Veterans Banned from Singing National Anthem on Armistice Day
The Royal Family and members of Britain’s Armed Forces will be barred from singing the National Anthem on Armistice Day, over fears that the patriotic songs will spread Covid19.
This year, Westminster Abbey has decreed that only a socially-distanced choir will be permitted to sing the National Anthem at the service marking the ceasefire, in order to comply with the government ban on “communal singing”.
This year’s celebrations will coincide with the one-hundredth anniversary of the Funeral of the Unknown Warrior at Westminster Abbey and the unveiling of the Cenotaph, the nation’s war memorial, which was vandalised during Black Lives Matter protests earlier this year.

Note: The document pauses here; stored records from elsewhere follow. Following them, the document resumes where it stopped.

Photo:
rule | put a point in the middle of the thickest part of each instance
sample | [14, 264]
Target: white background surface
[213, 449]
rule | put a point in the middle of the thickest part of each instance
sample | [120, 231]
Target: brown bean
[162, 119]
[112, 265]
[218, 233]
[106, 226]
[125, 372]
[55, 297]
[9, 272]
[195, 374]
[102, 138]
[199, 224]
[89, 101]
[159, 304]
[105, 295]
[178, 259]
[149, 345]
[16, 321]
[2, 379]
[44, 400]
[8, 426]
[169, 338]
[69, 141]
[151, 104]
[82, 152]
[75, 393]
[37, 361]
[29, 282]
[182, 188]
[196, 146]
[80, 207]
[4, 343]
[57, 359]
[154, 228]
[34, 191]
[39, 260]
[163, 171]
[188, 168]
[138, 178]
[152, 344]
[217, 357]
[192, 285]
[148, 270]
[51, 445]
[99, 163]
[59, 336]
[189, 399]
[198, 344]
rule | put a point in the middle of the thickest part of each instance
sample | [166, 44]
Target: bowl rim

Typically, thousands of military personnel and veterans gather on the streets surrounding the Cenotaph to honour those killed in the World Wars and other conflicts.

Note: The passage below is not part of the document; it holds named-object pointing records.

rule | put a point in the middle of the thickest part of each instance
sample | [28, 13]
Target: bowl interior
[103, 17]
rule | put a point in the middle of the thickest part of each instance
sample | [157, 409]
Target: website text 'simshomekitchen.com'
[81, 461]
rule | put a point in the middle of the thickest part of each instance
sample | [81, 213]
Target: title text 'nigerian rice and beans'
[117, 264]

The service that will be held at the Cenotaph on Whitehall this year will only permit 30 veterans to attend, while police will erect giant screens and barriers in order to prevent the public from gathering around the memorial as is customary.
Though the Royal Family will be banned from singing at Westminster Abbey, they will be permitted to sing God Save The Queen outside at the Cenotaph.
The president of the Merchant Navy Association, Vivien Foster, who has been laying a wreath for the organisation at the Centoraph for twenty years, said “The whole situation is farcical”.